The statement was notably un-alarmed. Nobitex told its customers it had anticipated potential sanctions complications for years, citing the specific challenges Iranian businesses face operating internationally.
“Accordingly, the necessary technical and operational preparations to deal with such circumstances have long been part of our planning,” the exchange wrote.
The composure of the response is itself a signal. A genuine sanctions designation from OFAC is one of the most severe financial penalties available to the United States government — it effectively cuts an entity off from the global dollar system and makes any interaction with it a sanctions violation for any counterparty worldwide. An exchange that responds to that designation by telling customers it had been expecting it, and had prepared for it, is describing an organization that has been operating in full awareness of its relationship with sanctioned entities.

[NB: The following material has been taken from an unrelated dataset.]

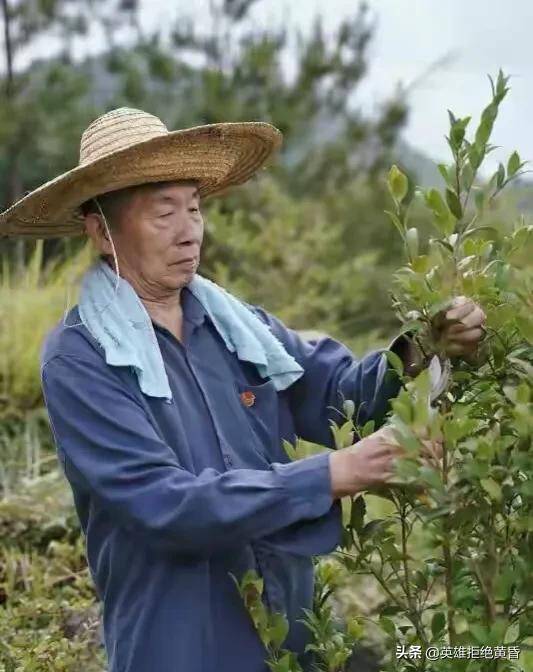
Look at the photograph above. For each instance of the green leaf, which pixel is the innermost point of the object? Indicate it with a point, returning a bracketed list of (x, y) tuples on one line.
[(491, 488), (396, 221), (513, 165), (438, 623), (411, 239), (500, 175), (443, 170), (398, 184), (279, 627), (454, 203), (437, 205), (387, 625)]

The Broader Pattern: Crypto as Sanctions Infrastructure
The Nobitex sanctions arrive within weeks of the U.S. arrest of a Google engineer for using internal search data to profit on Polymarket, and in the same month that Iran launched Hormuz Safe — its Bitcoin-settled maritime insurance platform designed to bypass Western financial infrastructure in the Strait of Hormuz. Taken together, these stories paint a picture of the ways in which cryptocurrency’s permissionless architecture is being actively exploited by both state and non-state actors to route around the dollar system.
Iran’s use of crypto for sanctions evasion is not a new phenomenon. The country has been among the most aggressive state actors in developing cryptocurrency infrastructure as a parallel financial system — from Bitcoin mining operations that reportedly account for a significant share of global hashrate, to state-adjacent exchanges like Nobitex processing central bank transactions, to the Hormuz Safe platform announced just weeks ago.

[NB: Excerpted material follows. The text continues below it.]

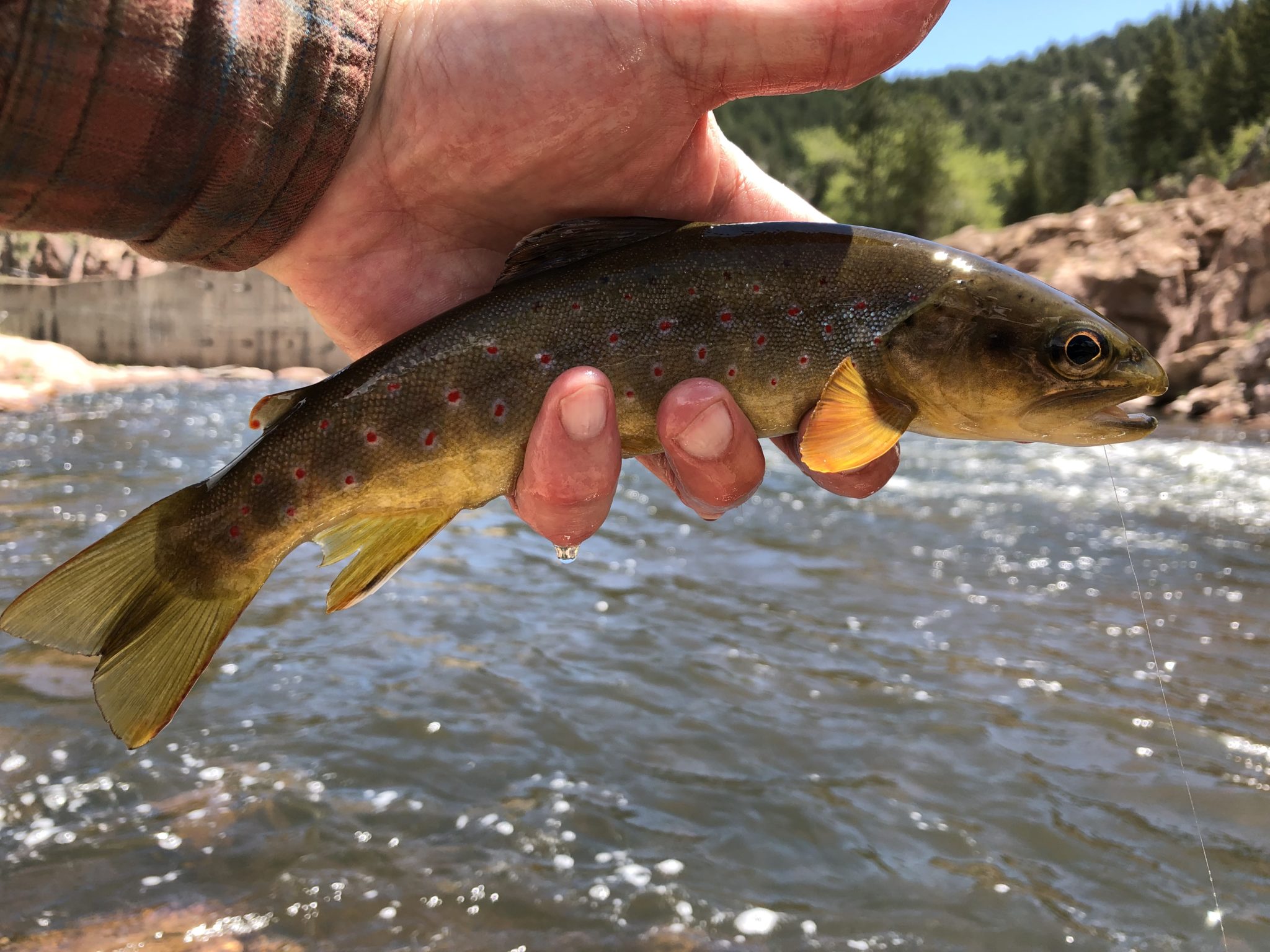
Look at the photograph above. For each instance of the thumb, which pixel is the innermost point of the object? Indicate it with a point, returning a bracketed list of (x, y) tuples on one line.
[(728, 50)]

What changes with Tuesday’s OFAC action is the scale of the enforcement response. Sanctioning the country’s largest exchange, three additional platforms, two controlling family members, and a CEO in a single announcement signals that the Treasury Department is treating Iranian crypto infrastructure as a serious national security concern — not a peripheral issue at the edge of the sanctions enforcement framework.
The full list of sanctioned entities and individuals is available on the Treasury Department’s official website.